Story by Ian Guerin
MYRTLE BEACH, S.C. | If South Carolina’s Grand Strand has golf for everyone, then it has a season for everyone, as well. For those getting a jump start to early spring conditions up north, that frequently means taking advantage of what our climate here affords. Warmer temperatures equate to greener surfaces, blooming azaleas and crystal clear on-course water. That’s what we’ve come to expect during spring golf in and around Myrtle Beach. And if you join us during that part of the calendar, you’ll see it, too. Here are four courses we recommend to get the most out of your spring vacation to the area.
GLEN DORNOCH WATERWAY GOLF LINKS
Glen Dornoch incorporates natural grasses better than most. And even though there are sections of the course that present beautifully colored flowers, it is those grasses that tend to star in the spring. Prior to the heat of summer, these strands - often drawing their life from the nearby Intracoastal Waterway and or the accompanying marshes - are fully clustered. They affect shot and club selection, to be sure, but they also add great views to the first chunk of the calendar.

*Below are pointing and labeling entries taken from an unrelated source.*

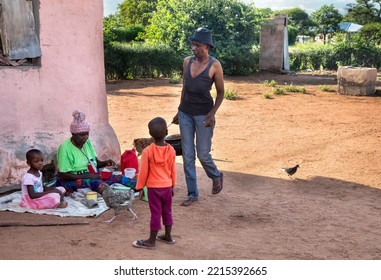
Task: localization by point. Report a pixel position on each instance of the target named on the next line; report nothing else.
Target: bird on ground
(117, 199)
(290, 170)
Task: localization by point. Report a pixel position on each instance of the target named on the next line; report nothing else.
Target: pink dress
(48, 201)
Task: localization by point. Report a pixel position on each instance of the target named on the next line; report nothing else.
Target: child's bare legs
(63, 204)
(150, 243)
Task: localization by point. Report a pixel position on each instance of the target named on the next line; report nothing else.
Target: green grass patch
(268, 83)
(326, 88)
(291, 88)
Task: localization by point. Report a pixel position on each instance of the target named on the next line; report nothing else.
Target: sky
(309, 6)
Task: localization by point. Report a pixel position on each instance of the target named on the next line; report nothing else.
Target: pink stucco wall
(37, 102)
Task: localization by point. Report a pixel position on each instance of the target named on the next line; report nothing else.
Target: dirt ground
(331, 211)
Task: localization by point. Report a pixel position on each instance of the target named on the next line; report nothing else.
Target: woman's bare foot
(63, 204)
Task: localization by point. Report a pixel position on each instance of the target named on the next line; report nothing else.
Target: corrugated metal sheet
(18, 30)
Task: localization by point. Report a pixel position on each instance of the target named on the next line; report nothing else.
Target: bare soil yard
(331, 211)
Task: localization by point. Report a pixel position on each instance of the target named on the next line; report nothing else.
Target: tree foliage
(232, 22)
(299, 19)
(327, 20)
(372, 32)
(364, 12)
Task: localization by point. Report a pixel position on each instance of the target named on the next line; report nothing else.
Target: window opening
(19, 33)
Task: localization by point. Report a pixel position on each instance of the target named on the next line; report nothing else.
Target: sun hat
(79, 124)
(203, 35)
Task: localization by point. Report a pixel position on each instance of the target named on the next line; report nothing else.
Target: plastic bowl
(129, 172)
(91, 195)
(105, 174)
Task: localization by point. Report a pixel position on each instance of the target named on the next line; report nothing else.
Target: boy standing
(158, 173)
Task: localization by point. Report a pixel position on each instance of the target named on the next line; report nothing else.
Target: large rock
(356, 80)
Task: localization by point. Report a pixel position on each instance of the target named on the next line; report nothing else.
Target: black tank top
(196, 98)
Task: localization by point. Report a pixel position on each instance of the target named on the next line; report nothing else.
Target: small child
(158, 173)
(34, 194)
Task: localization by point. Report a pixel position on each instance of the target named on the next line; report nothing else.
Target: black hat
(203, 35)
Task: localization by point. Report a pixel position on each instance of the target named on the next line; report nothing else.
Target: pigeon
(117, 199)
(290, 170)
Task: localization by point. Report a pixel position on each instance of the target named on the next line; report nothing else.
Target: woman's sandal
(218, 185)
(141, 244)
(188, 201)
(162, 239)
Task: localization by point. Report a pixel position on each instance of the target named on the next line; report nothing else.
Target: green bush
(126, 34)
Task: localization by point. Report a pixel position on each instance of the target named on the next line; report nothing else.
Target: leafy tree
(372, 32)
(364, 11)
(232, 22)
(327, 20)
(138, 12)
(297, 18)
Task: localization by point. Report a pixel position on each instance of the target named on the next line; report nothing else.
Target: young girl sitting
(34, 194)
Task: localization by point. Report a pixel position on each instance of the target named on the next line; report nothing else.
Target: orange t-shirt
(157, 167)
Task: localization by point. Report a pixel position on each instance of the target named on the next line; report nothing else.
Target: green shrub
(140, 60)
(278, 91)
(271, 83)
(230, 94)
(175, 78)
(126, 34)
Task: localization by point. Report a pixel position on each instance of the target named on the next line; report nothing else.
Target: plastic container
(92, 196)
(92, 166)
(105, 174)
(145, 194)
(129, 172)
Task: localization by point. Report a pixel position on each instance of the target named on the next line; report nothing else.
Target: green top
(73, 159)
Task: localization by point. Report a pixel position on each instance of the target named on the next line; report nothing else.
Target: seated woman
(76, 154)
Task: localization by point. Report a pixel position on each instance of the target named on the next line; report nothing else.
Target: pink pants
(160, 205)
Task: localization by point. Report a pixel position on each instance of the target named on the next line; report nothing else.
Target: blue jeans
(191, 127)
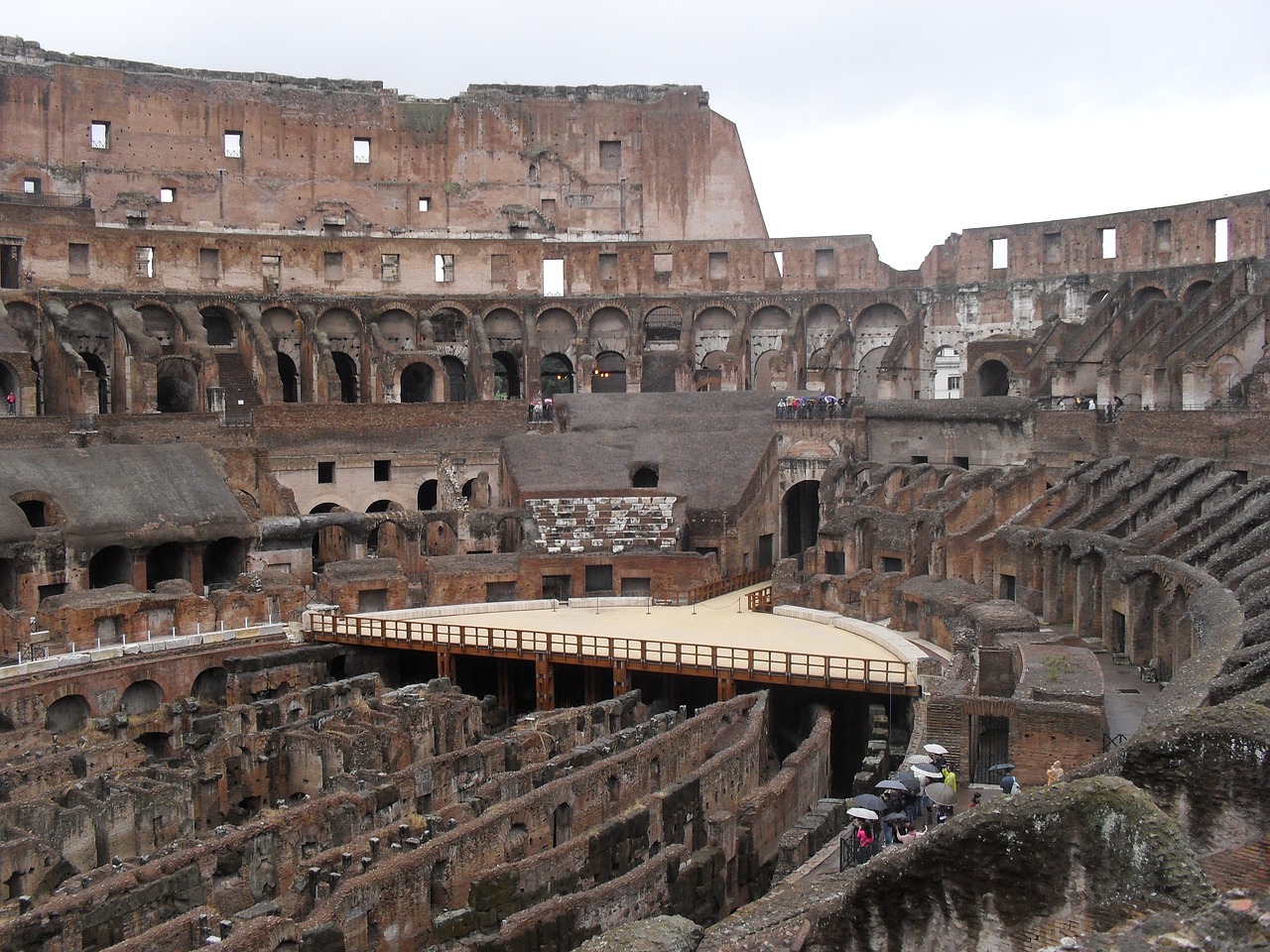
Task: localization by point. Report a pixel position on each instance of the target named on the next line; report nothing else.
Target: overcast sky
(901, 119)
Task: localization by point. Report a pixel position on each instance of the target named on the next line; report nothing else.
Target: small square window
(76, 259)
(209, 263)
(1106, 241)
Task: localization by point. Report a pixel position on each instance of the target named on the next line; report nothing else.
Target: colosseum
(457, 525)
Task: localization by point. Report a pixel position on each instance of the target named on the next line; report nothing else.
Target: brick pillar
(544, 675)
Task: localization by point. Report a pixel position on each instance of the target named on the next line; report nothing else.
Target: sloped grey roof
(126, 494)
(705, 445)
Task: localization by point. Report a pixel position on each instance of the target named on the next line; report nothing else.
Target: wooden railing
(767, 665)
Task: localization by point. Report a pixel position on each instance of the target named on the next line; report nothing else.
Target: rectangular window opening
(1222, 240)
(1000, 253)
(76, 259)
(717, 266)
(145, 262)
(1106, 240)
(553, 277)
(825, 262)
(208, 263)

PAWLEYS PLANTATION GOLF & COUNTRY CLUB
There’s plenty at Pawleys Plantation for horticulturists to fawn over. Somehow, it all comes together at once on the No. 12 tee box. With just the right angle, a photograph can include the large oak shading the tee, the fully bloomed flowers underneath, the super green fairway, an oversized waste bunker up the right side and a sliver of the marsh views on No. 13. Play your cards rights, hand one of your playing partners the phone or camera, and have a souvenir pic that will make your friends back home a wee bit jealous.

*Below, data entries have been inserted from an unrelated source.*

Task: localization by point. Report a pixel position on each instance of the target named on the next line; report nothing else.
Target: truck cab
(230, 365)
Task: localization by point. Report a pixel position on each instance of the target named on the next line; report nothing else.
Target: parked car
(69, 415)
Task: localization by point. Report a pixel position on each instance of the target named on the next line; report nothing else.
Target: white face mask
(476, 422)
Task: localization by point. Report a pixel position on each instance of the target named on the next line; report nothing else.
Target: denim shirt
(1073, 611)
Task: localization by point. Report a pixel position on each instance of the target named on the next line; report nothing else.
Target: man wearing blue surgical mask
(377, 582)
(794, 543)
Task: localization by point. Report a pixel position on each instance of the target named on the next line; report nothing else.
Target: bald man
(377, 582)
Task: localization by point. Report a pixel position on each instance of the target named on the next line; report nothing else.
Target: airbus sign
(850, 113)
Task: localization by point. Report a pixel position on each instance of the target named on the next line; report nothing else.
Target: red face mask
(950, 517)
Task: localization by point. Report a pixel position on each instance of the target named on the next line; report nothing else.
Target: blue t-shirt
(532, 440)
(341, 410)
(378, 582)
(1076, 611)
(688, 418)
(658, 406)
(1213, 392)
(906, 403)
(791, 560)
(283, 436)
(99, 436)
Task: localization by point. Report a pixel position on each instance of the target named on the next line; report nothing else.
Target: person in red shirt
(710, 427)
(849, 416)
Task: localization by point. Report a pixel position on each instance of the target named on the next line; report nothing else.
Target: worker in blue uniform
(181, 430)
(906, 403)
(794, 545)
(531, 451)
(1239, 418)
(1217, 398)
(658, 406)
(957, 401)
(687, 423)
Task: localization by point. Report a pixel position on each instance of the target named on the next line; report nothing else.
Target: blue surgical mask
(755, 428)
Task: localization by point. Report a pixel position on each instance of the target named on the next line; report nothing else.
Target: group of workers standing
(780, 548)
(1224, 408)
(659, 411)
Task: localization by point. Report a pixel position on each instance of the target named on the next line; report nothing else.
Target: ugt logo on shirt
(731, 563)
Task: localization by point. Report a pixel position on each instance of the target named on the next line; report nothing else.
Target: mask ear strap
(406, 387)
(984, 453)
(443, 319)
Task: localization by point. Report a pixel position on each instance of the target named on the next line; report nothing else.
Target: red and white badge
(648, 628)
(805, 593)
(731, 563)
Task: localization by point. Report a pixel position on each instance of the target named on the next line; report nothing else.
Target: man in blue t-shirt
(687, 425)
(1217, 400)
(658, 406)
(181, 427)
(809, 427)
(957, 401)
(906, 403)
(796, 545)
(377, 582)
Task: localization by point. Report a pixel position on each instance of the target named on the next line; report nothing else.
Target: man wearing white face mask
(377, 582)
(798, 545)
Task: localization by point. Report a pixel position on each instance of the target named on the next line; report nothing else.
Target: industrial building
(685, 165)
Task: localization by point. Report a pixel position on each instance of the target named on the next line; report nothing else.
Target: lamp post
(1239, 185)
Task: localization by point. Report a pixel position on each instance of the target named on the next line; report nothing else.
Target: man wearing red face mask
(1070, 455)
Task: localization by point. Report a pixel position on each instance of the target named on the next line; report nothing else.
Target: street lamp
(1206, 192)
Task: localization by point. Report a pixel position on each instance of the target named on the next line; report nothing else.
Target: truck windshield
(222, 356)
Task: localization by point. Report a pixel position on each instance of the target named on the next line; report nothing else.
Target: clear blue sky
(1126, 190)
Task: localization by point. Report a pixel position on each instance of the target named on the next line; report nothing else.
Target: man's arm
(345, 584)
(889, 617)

RIVER HILLS GOLF & COUNTRY CLUB
Ask anyone who has played here in the spring and there’s a good chance the reaction will be something along these lines: The course was just … so… green. Like most Tom Jackson designs - especially those in this area - River Hills is framed nearly throughout by various amounts of water. Coupled with undulation seldom seen along South Carolina’s Grand Strand, the grass is replenished more naturally than most sites. It makes the contrasts from the fairways to roughs to water to bunkers stand out that much more.

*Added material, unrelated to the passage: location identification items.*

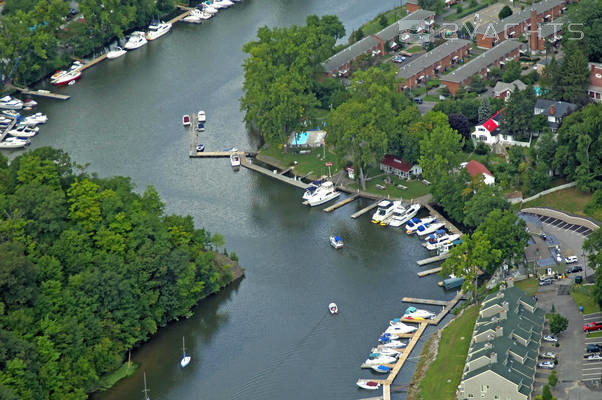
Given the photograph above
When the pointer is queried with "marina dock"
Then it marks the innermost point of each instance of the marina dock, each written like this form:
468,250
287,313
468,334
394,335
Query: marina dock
365,209
341,203
432,259
429,272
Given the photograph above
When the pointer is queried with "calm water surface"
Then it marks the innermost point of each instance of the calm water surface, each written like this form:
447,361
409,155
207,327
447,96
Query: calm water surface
269,336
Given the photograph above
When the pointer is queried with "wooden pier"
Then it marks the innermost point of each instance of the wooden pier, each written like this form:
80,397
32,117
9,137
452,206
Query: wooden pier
425,301
341,203
429,272
432,259
366,209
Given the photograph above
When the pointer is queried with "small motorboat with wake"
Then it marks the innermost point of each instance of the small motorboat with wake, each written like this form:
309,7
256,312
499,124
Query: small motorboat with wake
367,384
336,242
418,313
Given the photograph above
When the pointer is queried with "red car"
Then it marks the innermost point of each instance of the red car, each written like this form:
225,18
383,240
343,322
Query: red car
592,327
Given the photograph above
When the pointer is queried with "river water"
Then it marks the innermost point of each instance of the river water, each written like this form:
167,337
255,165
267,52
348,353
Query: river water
270,335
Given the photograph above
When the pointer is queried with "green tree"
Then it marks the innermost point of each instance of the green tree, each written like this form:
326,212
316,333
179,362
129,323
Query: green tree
558,323
506,11
511,72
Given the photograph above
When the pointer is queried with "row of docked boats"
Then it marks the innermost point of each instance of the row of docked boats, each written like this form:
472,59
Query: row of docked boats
390,345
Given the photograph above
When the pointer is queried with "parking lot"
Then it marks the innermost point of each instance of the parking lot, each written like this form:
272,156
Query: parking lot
591,370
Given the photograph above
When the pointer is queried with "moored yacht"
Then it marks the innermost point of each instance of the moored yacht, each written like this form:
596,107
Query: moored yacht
137,39
157,29
385,210
402,214
323,194
10,103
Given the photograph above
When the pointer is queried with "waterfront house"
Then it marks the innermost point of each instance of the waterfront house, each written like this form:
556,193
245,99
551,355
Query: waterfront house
555,111
502,358
475,168
396,166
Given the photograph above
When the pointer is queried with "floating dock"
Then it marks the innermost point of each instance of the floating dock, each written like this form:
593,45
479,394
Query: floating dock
432,259
341,203
366,209
429,272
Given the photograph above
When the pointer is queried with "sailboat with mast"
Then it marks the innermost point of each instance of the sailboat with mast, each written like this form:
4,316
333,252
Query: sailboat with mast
185,359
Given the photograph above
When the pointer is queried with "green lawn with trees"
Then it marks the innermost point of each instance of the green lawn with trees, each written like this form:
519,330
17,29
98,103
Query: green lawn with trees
89,270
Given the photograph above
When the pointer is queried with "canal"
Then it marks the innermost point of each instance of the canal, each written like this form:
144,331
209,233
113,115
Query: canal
270,335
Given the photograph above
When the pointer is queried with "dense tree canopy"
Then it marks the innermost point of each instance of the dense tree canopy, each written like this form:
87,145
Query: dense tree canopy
88,270
279,89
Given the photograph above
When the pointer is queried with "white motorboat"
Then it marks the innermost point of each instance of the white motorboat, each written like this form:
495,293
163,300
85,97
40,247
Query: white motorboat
441,241
425,229
136,40
403,215
383,369
14,143
418,313
414,223
323,194
185,358
24,131
116,52
10,103
367,384
34,119
380,360
336,242
384,210
157,29
235,160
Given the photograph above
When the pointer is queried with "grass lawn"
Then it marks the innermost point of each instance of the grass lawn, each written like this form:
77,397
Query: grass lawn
374,25
414,188
107,381
443,376
312,163
583,295
529,286
570,200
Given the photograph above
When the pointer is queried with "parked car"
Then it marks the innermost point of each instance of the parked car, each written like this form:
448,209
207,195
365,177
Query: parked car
546,364
592,327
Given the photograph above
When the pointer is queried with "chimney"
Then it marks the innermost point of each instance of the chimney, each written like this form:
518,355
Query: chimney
499,331
534,40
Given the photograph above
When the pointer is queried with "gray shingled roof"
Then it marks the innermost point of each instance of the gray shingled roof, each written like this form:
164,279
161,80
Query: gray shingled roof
362,46
432,57
515,19
483,61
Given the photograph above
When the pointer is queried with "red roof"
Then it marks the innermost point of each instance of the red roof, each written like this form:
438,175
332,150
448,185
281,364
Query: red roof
396,163
475,168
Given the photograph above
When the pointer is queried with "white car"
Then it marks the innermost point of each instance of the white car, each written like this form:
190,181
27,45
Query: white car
546,364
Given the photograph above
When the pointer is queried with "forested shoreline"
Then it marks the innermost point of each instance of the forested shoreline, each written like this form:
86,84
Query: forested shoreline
89,270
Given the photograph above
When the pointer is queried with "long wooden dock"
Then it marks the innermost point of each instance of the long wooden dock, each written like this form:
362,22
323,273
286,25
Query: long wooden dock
425,301
366,209
341,203
429,272
432,259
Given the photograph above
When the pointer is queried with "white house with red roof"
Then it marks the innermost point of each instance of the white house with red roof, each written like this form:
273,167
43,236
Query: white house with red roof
489,132
396,166
475,168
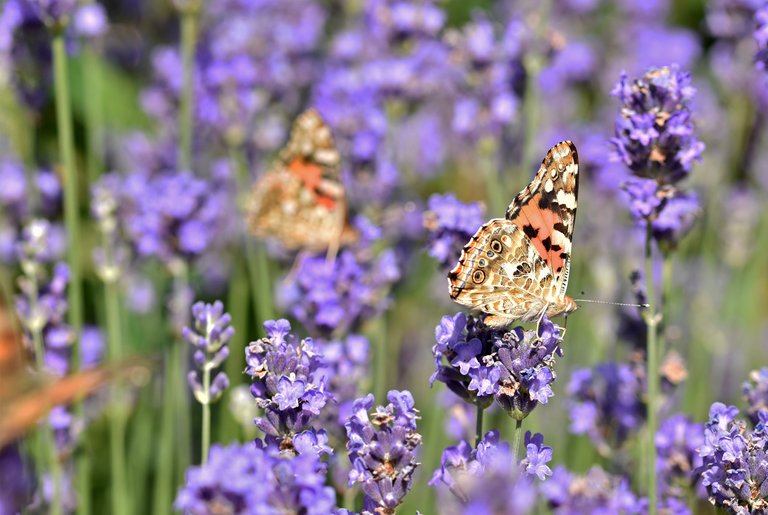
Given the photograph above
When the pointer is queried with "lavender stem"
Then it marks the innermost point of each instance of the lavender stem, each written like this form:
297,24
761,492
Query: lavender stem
652,370
516,439
188,43
71,216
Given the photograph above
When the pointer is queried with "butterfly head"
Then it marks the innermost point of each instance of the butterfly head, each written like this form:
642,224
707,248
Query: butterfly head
569,305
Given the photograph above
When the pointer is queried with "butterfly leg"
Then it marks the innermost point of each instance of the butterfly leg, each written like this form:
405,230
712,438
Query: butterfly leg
540,318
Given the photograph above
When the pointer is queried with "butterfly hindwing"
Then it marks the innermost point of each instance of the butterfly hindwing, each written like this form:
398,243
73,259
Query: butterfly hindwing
546,209
516,269
502,274
301,202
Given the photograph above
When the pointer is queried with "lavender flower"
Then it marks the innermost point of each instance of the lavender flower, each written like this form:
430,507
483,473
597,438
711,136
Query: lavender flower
17,208
595,492
335,299
382,448
42,305
54,12
248,479
348,360
655,139
290,382
171,216
492,77
90,20
16,480
481,364
606,403
761,37
677,442
655,136
755,392
451,224
485,479
210,335
735,463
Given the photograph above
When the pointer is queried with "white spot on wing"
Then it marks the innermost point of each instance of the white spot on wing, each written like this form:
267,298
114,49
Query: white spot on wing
566,199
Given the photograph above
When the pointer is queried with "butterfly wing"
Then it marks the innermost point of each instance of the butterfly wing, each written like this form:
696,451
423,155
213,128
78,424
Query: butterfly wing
546,211
302,202
501,273
27,396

For our money, we’ll take the views of the tee box from No. 5 and the final few yards on No. 18 and stack these two up against anyone, and that’s because of the heavenly feel provided by the extra touches put in place and then maintained for years. The large oaks, the flowers, the rolling terrain, the tunneled feel - it all combines to form the type of look that will push a really good course over the top when it comes to a player’s memory of a round.